![Le Cake Club, un bar à cocktails de Kreuzberg, dans le centre de Berlin.](https://cdn.statically.io/img/img.lemde.fr/2024/05/23/0/0/5616/3744/664/0/75/0/e50d840_1716471429990-aurimages-art-histoire-lc14-berlin-mc0905.jpg)
Du Wi-Fi gratuit et du café haut de gamme, le tout dans une salle moderne : la recette fait carton plein à Berlin. Les établissements de ce type ont poussé comme des champignons dans les anciens quartiers populaires de la ville, depuis une dizaine d’années. Ils côtoient désormais les döner kebabs et les épiceries bon marché. « On doit bloquer des tables sans ordinateur, sinon les gens qui ne travaillent pas ne rentrent même pas », déclare en soupirant, dans un anglais parfait, le serveur de The Visit, à Kreuzberg. Avant la chute du Mur, ce quartier accueillait pêle-mêle artistes fauchés, punks anarchistes et immigrés turcs. Aujourd’hui, en pleine gentrification, il voit arriver les free-lances et « nomades numériques » qui sont nombreux à y emménager, comme un peu partout dans le centre de la capitale.
Ces graphistes, vidéastes, experts en marketing numérique ou entrepreneurs souhaitent échapper à une vie de bureau classique, perçue comme morne et aliénante. « Le CDI, quel enfer ! Cinq jours par semaine au même endroit, non merci », s’exclame Magdeleine (elle n’a pas souhaité donner son nom de famille), 24 ans. Elle a emménagé à Berlin avec deux amies après des études de design graphique à Paris. « On savait que ça bougeait beaucoup à Berlin sur le plan artistique, alors on s’est lancées en free-lance ici. Chacune a un job à côté pour démarrer », poursuit la Française qui habite en colocation dans le quartier de Friedrichshain, dans le centre de la capitale.

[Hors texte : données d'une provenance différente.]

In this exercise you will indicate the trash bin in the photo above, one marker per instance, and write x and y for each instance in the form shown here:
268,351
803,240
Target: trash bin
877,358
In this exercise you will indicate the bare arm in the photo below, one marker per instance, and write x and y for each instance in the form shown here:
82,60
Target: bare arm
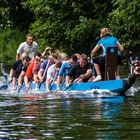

Le mode de vie qui combine voyage et travail à distance est devenu courant ces dernières années, d’autant plus depuis la pandémie de Covid-19. « De nombreux jeunes diplômés souhaitent l’essayer en entrant sur le marché du travail, explique Olga Hannonen, chercheuse en mobilités à l’université de la Finlande orientale. Ils veulent avoir la liberté de choisir leur lieu et leurs horaires de travail. Ils s’installent dans des villes où le coût de la vie est moins élevé, et choisissent les quartiers les plus touristiques et attractifs. Cette mode a vraiment explosé depuis le Covid-19. » A l’échelle mondiale, ils auraient été 40 millions début 2023, selon la Confédération mondiale du voyage pour la jeunesse, étudiants et éducatifs.
Contre-cultures
A Berlin, on trouve de nombreux nomades aux métiers créatifs. La capitale allemande a en effet été une caisse de résonance pour de nombreuses contre-cultures, comme le street art des années 1980 ou la techno des années 2000. « Les gens sont très libres et s’affirment, ils n’ont pas peur de s’habiller bizarrement », note Paulina (qui n’a pas souhaité donner son nom de famille), 24 ans, en sirotant un cappuccino. Cette graphiste indépendante travaille souvent depuis le même café en bas de chez elle, à Kreuzberg. « En Russie, d’où je viens, ce ne serait pas toléré. En tant qu’artiste, cette liberté est très importante pour s’exprimer. J’y puise mon originalité, et c’est aussi ce que mes clients viennent chercher », poursuit celle qui gagne entre 1 500 et 3 000 euros net par mois.